Dolores, with her curiosity, her cuteness, and her interest in humans, reflects a potential future that is less cruel than the one Krebs and Zora experience in New York City at the film’s start. There, a dying brontosaurus is not viewed with sympathy or sadness but as an annoying traffic disruption. Isabella’s excitement about Dolores is shared by the movie audience, who all these years later still dream of getting up close to a real dinosaur. And more importantly, her enthusiasm reflects that of Loomis, who is in absolute awe as he comes across a field of gentle giants eating grass, wandering, and even beginning a hypnotic mating ritual. Where Zora is an opportunist, seeking financial security through a risky and unscrupulous gig, Henry is an idealist who imagines he can collect the blood without hurting the dinosaurs he loves. Plus, he envisions the attendant scientific discoveries as something that could benefit the whole world, not just Krebs’ profit margins.
In these character moments, you can most feel Koepp’s touch. But they are bogged down by bits that feel like studio notes: the family and their squabbles, mutant dinos and the lumbering exposition that explains them, a jolting death toll, but without killing off a character that might upset the audience too much. At least the cruelty of Trevorrow, who infamously punished a so-called “bridezilla” in Jurassic World with a wildly violent death, is gone.
Overall, the sequel is fun. It gives audiences the least of what they’re asking for, which is action, excitement involving dinosaurs and movie stars at the heart of it. For Johansson’s part, it is nice to see her playing a character who has way more fun than Black Widow. Ali is likewise a treasure, bringing charm and pathos without overburdening the film with it. But Bailey is the most fun. With his “slutty little glasses” that have already driven the internet mad, he is walking in the path of Neill’s Dr. Alan Grant in an enticingly nontoxic way. He is certainly more optimistic than the iconic paleontologist.
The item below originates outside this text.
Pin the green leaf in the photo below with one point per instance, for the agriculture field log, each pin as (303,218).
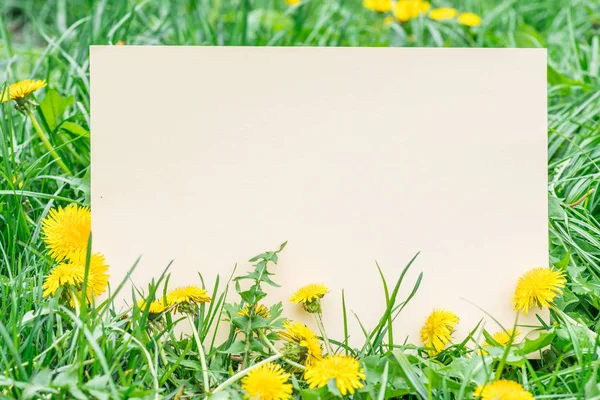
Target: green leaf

And within that refreshingly seductive, whether he’s dropjawed over a long-necked dinosaur, repelling down a treacherous cliffside, or awkwardly flirting with a mercenary who could snap his neck as easily as she can tie her hair back.
The in-peril Delgados give families going to the movies a clear conduit for their own excitement. Think Honey, I Shrunk the Kids! — but with raptors and pterodactyls. And while their story is rickety, it does offer laughs, thrills, occasional tenderness, and of course, our beloved Dolores, who is perfect.
In the end, Jurassic World Rebirth is a rocky ride. Some bits are absolutely exhilarating, while others feel like a chore. But unlike the humans in this franchise, the humans of our world just cannot tire of these incredible beasts, happy to shell out ticket money to get as close as we might to their enormous majesty. And this film, including its hilariously calamitous opening with its requisite kill, will deliver, feeding both all our yearning for excitement and our need for escapism.
It’s not better than the original, but it’s the closest we’ve come.